Sueño Modern Mex-Tex
Concept from the well-liked Pineda family who previously co-owned Pineda’s Mexican Cuisine in Richardson, and who boast decades of experience in the industry. They’re building a loyal following for their twists on Mexican classics, craft cocktails, and warm welcoming atmosphere, with expert renditions of mole and fajitas, with unusual ingredients like lobster, and a raw bar with ceviches and aguachiles.
Chinese restaurant in North Dallas is more authentic than most, with favorite dishes being the XLB, pan-fried buns, black pepper pork, greens beans, five-spice beef, jalapeno chicken, and peppered ribs. But the must-get is Peking duck, which they prepare on a showpiece rotisserie-style device, delivering the ideal pairing of crisp skin, and tender and juicy meat. They also have a cute dessert featuring sweet rolls that you dip in condensed milk.
French-inspired restaurant and bar at the Renaissance Hotel Saint Elm Dallas Downtown is named for New Orleans writer, producer, and performer Allen Toussaint. It observes generous hotel hours — breakfast, lunch, and dinner daily — with food that incorporates French and Asian flavors, plus NOLA-inspired cocktails.

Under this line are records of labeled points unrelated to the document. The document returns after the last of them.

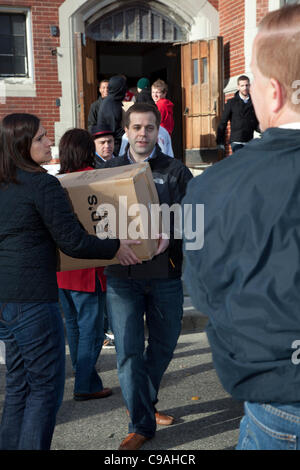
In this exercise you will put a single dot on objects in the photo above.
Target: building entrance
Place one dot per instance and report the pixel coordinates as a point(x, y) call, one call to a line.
point(151, 60)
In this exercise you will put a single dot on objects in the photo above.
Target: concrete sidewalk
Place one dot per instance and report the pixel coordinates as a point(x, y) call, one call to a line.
point(206, 416)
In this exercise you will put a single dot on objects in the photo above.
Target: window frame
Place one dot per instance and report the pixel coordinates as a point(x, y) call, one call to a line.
point(16, 85)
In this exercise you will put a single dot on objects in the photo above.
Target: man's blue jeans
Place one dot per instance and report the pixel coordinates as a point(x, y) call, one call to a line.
point(140, 370)
point(84, 316)
point(270, 427)
point(35, 360)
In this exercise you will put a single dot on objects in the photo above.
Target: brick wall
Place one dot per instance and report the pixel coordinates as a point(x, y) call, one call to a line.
point(43, 13)
point(215, 3)
point(232, 24)
point(262, 8)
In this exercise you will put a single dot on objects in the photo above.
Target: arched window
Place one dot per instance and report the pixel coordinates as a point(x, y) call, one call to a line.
point(135, 24)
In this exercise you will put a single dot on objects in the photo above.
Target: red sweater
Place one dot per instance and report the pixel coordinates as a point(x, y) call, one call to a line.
point(83, 280)
point(165, 107)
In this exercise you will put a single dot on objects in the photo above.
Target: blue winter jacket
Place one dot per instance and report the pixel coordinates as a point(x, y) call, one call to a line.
point(246, 277)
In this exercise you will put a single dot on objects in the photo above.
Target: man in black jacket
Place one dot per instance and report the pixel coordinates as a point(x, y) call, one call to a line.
point(94, 109)
point(246, 276)
point(154, 289)
point(240, 112)
point(111, 112)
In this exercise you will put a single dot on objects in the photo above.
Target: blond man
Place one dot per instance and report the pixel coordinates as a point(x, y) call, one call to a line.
point(246, 277)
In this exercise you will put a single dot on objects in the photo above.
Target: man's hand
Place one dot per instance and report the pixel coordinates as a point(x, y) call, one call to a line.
point(163, 244)
point(125, 254)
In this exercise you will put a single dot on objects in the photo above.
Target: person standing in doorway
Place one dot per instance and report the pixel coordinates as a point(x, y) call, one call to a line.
point(159, 92)
point(94, 109)
point(241, 114)
point(111, 111)
point(155, 288)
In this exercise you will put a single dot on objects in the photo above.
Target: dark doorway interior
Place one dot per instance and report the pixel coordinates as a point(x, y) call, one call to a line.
point(152, 60)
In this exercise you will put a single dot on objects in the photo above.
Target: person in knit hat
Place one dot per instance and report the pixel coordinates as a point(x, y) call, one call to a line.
point(165, 106)
point(144, 91)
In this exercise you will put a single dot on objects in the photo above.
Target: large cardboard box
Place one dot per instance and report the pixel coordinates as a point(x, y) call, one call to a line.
point(113, 203)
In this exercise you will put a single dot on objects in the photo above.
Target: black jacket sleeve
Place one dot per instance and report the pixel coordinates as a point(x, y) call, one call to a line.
point(56, 212)
point(226, 116)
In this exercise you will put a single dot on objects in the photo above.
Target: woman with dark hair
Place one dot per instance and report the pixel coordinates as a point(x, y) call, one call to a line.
point(76, 151)
point(82, 292)
point(35, 218)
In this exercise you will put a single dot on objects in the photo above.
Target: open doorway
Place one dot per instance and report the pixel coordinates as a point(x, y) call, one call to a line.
point(151, 60)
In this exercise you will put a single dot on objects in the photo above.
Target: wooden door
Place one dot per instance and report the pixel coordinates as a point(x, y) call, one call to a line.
point(202, 88)
point(86, 73)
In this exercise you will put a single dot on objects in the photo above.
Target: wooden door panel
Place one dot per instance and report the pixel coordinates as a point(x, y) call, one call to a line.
point(86, 74)
point(202, 88)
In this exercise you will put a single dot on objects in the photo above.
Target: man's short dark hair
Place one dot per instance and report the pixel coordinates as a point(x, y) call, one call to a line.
point(142, 108)
point(243, 78)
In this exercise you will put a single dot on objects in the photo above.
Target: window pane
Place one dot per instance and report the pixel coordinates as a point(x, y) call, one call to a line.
point(19, 65)
point(4, 24)
point(204, 70)
point(155, 27)
point(195, 71)
point(168, 31)
point(118, 26)
point(106, 29)
point(6, 45)
point(18, 24)
point(19, 45)
point(130, 24)
point(144, 25)
point(6, 66)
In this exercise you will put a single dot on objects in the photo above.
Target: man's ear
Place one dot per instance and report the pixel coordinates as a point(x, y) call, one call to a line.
point(278, 95)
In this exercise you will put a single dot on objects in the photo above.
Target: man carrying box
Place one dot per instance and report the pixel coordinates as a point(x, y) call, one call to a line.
point(153, 288)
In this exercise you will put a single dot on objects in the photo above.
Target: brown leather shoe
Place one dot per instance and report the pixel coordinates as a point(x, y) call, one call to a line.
point(162, 419)
point(133, 441)
point(106, 392)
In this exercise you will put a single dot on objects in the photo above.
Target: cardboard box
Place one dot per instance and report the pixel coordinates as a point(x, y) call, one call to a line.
point(105, 202)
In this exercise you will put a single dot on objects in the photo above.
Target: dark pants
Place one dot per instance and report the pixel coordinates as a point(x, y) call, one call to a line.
point(140, 370)
point(35, 360)
point(84, 316)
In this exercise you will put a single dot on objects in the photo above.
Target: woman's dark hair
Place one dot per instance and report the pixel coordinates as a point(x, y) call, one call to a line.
point(16, 134)
point(76, 150)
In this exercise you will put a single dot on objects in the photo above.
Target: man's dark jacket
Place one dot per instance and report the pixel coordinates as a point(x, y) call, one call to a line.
point(242, 118)
point(36, 217)
point(110, 114)
point(246, 278)
point(93, 114)
point(170, 177)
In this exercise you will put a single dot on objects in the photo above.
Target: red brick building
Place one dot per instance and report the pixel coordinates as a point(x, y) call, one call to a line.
point(53, 52)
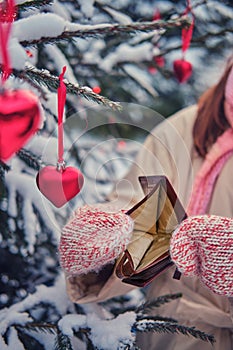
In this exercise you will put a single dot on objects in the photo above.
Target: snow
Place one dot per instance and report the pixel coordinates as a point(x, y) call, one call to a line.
point(70, 323)
point(102, 333)
point(87, 7)
point(38, 26)
point(118, 16)
point(60, 61)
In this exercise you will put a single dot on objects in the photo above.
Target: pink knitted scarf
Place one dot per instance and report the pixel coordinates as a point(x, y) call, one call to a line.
point(214, 162)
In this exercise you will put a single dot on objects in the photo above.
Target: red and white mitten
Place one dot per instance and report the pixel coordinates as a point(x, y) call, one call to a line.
point(203, 246)
point(93, 238)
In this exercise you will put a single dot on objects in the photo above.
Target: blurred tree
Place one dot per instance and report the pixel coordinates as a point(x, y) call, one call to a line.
point(112, 51)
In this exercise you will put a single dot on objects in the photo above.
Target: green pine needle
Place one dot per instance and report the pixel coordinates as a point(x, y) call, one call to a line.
point(148, 325)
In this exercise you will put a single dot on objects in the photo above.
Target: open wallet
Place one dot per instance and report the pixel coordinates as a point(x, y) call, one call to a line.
point(155, 217)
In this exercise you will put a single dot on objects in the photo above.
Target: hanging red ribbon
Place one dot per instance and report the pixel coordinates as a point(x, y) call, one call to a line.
point(187, 33)
point(7, 15)
point(61, 104)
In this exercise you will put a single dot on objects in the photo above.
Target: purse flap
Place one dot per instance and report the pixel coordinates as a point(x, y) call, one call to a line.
point(155, 218)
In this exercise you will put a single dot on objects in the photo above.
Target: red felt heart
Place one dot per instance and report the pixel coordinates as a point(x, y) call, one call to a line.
point(59, 186)
point(19, 119)
point(182, 70)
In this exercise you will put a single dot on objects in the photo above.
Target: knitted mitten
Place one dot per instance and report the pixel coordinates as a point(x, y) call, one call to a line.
point(93, 238)
point(203, 246)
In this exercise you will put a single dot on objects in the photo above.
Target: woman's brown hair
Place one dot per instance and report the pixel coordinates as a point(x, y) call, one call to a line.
point(211, 121)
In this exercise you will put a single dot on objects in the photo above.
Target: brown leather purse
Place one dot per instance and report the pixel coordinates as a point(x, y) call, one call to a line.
point(155, 217)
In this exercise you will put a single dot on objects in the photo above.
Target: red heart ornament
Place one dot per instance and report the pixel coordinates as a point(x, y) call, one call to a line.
point(59, 186)
point(182, 70)
point(19, 119)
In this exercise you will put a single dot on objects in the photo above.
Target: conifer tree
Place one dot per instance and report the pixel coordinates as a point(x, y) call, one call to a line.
point(115, 52)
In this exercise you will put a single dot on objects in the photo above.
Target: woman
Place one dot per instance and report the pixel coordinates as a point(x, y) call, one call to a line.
point(193, 149)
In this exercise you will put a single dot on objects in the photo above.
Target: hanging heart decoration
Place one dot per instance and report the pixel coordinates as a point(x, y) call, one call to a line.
point(59, 184)
point(183, 68)
point(20, 118)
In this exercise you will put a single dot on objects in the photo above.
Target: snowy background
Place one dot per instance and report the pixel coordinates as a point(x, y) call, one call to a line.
point(100, 140)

The menu features French staples such as steak tartare, steak frites with NY strip, roasted chicken, and an Asian-inspired lobster Thermidor.
Written By The Seasons
Cozy and elegant Bishop Arts restaurant is from the folks who own nearby Tribal All Day Cafe, and they’re continuing their healthy streak with a restaurant focused on changing with the seasons. The menu rotates with entrees such as kimchi fried cauliflower, mahi-mahi steamed inside a banana leaf, and seafood stew. Where else in town are you going to find an amazing squash sandwich on wheat bread? A full bar features cocktails and a superb wine list.